NBC Nightly News anchor Lester Holt appeared Thursday evening at the Columbia Journalism School for an event billed as a discussion of news ethics. Given that his predecessor is a modern media posterboy for ethical transgression, that legacy could have been the night’s top story.
Instead, “Brian Williams” was uttered just once in the hour-long event, practically as a formality.
When the moderator, Professor Betsy West, asked how the NBC news team moved on from the Williams debacle earlier this year, Holt replied, “It’s a difficult topic for me to talk about for a lot of reasons. One I tell people is, it’s family business. We were hurt. It was difficult. The fact that the audience stayed with us during that period confirmed my belief that a news organization is larger than one person.”
And like that, just as NBC has regained its standing atop the network news ratings, the night moved on.
When tales of Williams’ reporting began to be discredited in February, namely in his coverage of Hurricane Katrina and the Iraq War, media observers said NBC had a thin bench to find a replacement. After the network elevated Holt, who was then weekend news anchor, to the nightly chair on an interim basis, he turned out to be a hit and was given the job permanently in June.
The event Thursday was cheery and not too probing, an interview vibe closer to The Tonight Show than Meet the Press.
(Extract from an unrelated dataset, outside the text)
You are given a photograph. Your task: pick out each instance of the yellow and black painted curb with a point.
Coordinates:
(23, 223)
Holt discussed his 30-plus-year career in television, the standing of network news in the modern media landscape, and his determination to maintain his role as a reporter along with anchor duties. Along with setting aside fallout from Williams, there was no discussion of the strife that’s reportedly widespread at NBC, from MSNBC to the morning news programs. Nor was there much talk of journalism ethics, other than Holt’s reminder to treat subjects and situations with compassion.
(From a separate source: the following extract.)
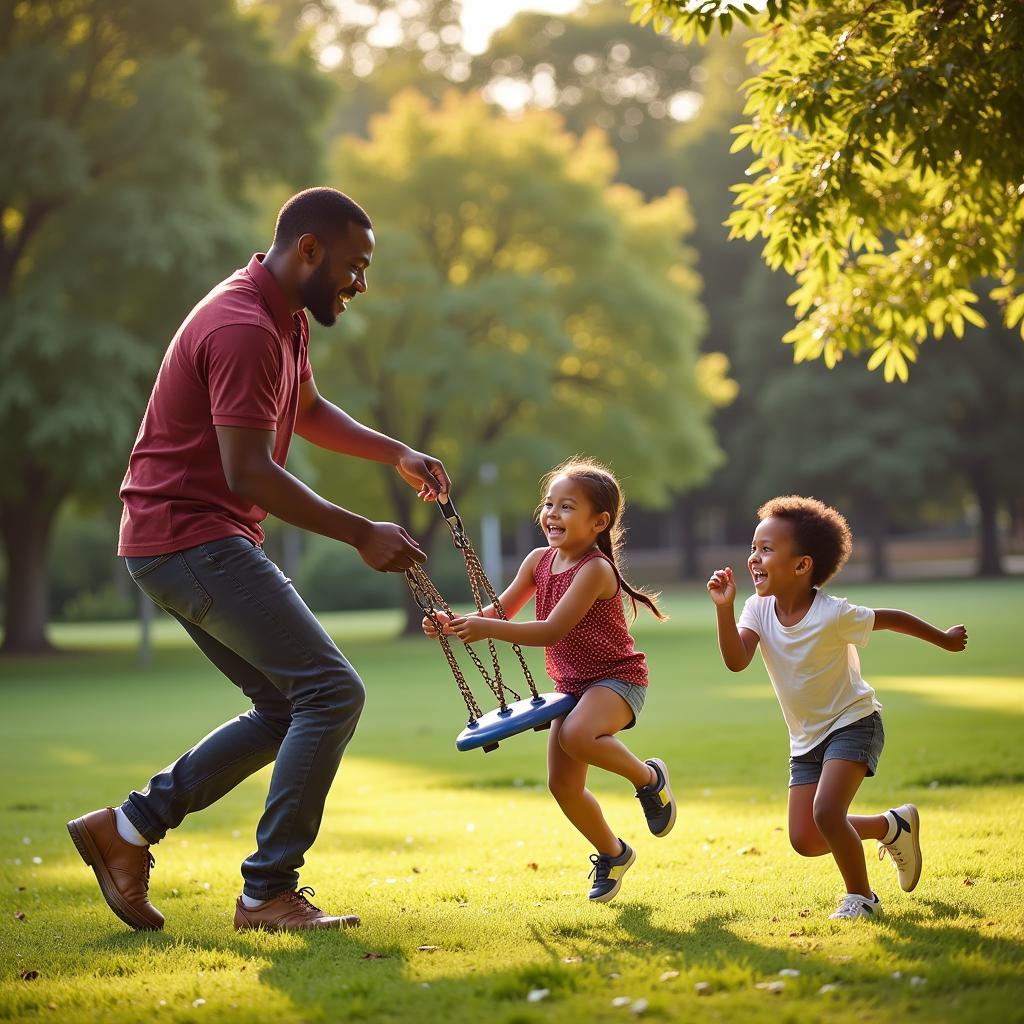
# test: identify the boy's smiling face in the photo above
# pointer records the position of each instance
(774, 564)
The summer promotion made the 56-year-old Holt the first full-time solo black anchor of a nightly network news program. Speaking at Columbia, he said his mother often reminds him that at age 5, he’d ask her, “Why are there no colored people on TV?” He added, “I’m very proud that people can turn on the TV and see people who look like themselves.”
There’s a question, though, of who’s actually watching. Some of the students in attendance probably don’t own televisions, and many more don’t watch nightly news. West asked Holt to assess the significance of the Big Three networks today. “I’m pretty impressed that 24 million people collectively are pulling up to the TV to watch network newscasts,” he said. “Frankly, on a given night of 7 or 8 million people, a lot of non-news programs would be lucky to have those kind of numbers.”
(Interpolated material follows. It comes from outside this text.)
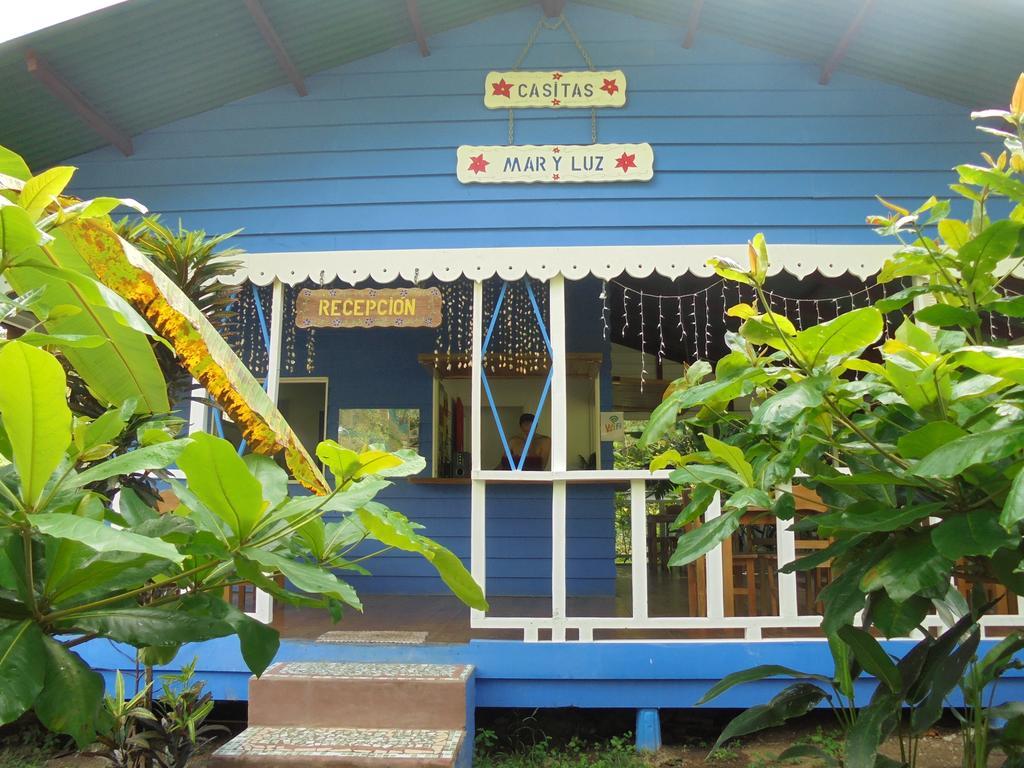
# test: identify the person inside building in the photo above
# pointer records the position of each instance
(539, 453)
The event was also to honor West, a TV news veteran, who was elevated to the faculty chair named for Fred Friendly. Friendly, who would have turned 100 next Friday, was president of CBS News in the 1960s and later taught at Columbia.
“We really reveled in his battles with the corporate bosses to fight for journalism over profits,” West said in her introduction. When the event was opened to questions, CJR asked Holt to name an area today where he thinks broadcast newscasts let business interests compromise journalism.
“That’s a good question,” Holt said. “I’m not sure I have a good answer.”